Successivamente il dominio spagnolo accentuò questo stato di cose, distribuendo titoli senza parsimonia e vendendo carte di nobiltà. Questo immotivato potere si perpetuò nel tempo fino alla rivoluzione francese, che cercò di abolire tutti i privilegi di casta, ma, con la morte di Robespierre, la borghesia ritornò al potere. Infatti Napoleone I fondò una nuova «nobiltà» per meriti civili e onori militari. La Restaurazione tentò di risuscitare gli antichi poteri, ma non riuscì che a riavere vecchi titoli, vuoti dei privilegi di sempre, ed oggi l’antica «nobiltà» non sussiste che come distinzione ereditaria, dato che nel tempo ha perso sempre più potere nei confronti della nuova borghesia capitalistica nascente.
Il diritto nobiliare, ossia la legge che stabilì i caratteri e le prerogative della «nobiltà», i modi di acquisto o di trasmissione dei titoli, fu dapprima connesso al diritto feudale, al quale restò confuso fino all’abolizione del feudalesimo. Queste norme erano formate da consuetudini, da tradizioni locali e, dopo il 17° secolo, dalle leggi dei principi, che la giurisprudenza elaborò.
In Italia questa complicata materia venne regolata dal regio decreto 21 gennaio 1929, con cui fu approvato lo «stato nobiliare italiano». Oggi, però, la nuova Costituzione non riconosce più i titoli nobiliari, permettendo solo che quelli esistenti prima del 28 ottobre 1922 valgano come parte del nome.
La nobiltà volterrana era desiderosa di dare al «Casino della sua Patria» un nuovo e costante «stabilimento» non tanto perché ne risultasse il maggior decoro e splendore, quanto al fine d’indurre una permanente regolarità per l’amministrazione politica ed economica dello stesso.

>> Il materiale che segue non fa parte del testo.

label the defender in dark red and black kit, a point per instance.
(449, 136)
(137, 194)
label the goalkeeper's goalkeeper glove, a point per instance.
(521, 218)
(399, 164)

E con gli individuali consensi, venne nella determinazione dì erigere un’accademia che, oltre tutte le leggi, i motupropri, gli ordini e le notificazioni emanate dai reali sovrani della Toscana e della Magistratura, che vegliavano sopra i regolamenti della nobiltà e sistema dei casini, servisse di regola costante, in ciò che dalle suddette disposizioni non era previsto. Pertanto, oltre alle citate «costituzioni» per l’Accademia del Casino dei Nobili della Città di Volterra, fu fissato anche un regolamento interno che contenesse i più minuti dettagli relativi alla pulizia, decoro, contegno e buon servizio della «nobiltà» che interveniva al Casino, nonché indicasse le ore nelle quali lo stesso doveva stare aperto e stabilisse una tariffa per le tasse da pagarsi da chi si divertiva al gioco.
Il Casino non aveva un tassativo numero di appartenenti e ai nobili, che dettero origine a tali «costituzioni», fu concesso il titolo di «accademici fondatori», mentre i nuovi nobili venivano ammessi al Casino purché, nello «squittinio» dei componenti l’Accademia, ottenessero i due terzi di voti favorevoli.
Gli accademici fondatori avevano Il «diritto» di nominarsi «in qualsivoglia tempo», il loro successore, purché questi fosse nobile, suddito toscano e in possesso delle prerogative annesse alla detta qualità. Se l’accademico fosse deceduto senza aver nominato il successore, subentrava nel suo posto l’erede maschio primogenito e, in sua mancanza, il «maggiore degli Agnati maschi» più prossimo fino al terzo grado, sempre ché godesse dei «dritti» di nobiltà.
L’accademico nuovo ammesso per qualunque titolo, sia di elezione o di successione, doveva pagare una tassa a titolo di «entratura» nella somma di due zecchini fiorentini. Se poi fosse entrato nell’accademia per titolo di mera elezione, oltre alla tassa, doveva pagare una somma che fosse in proporzione con le spese sostenute dagli altri accademici per l’ornamento e il decoro del Casino.
La Magistratura dei Gonfalonieri di Volterra, nella considerazione che aveva sempre avuta «l’alta soprintendenza» del Casino fin dalla sua istituzione, interveniva alle adunanze del corpo dell’Accademia con un suo Proposto pro-tempore, e, per la maggiore considerazione che ad esso veniva riservata, doveva sedere «in posto e sedia distinta» avendo presso di sè il presidente e il segretario dell’Accademia stessa.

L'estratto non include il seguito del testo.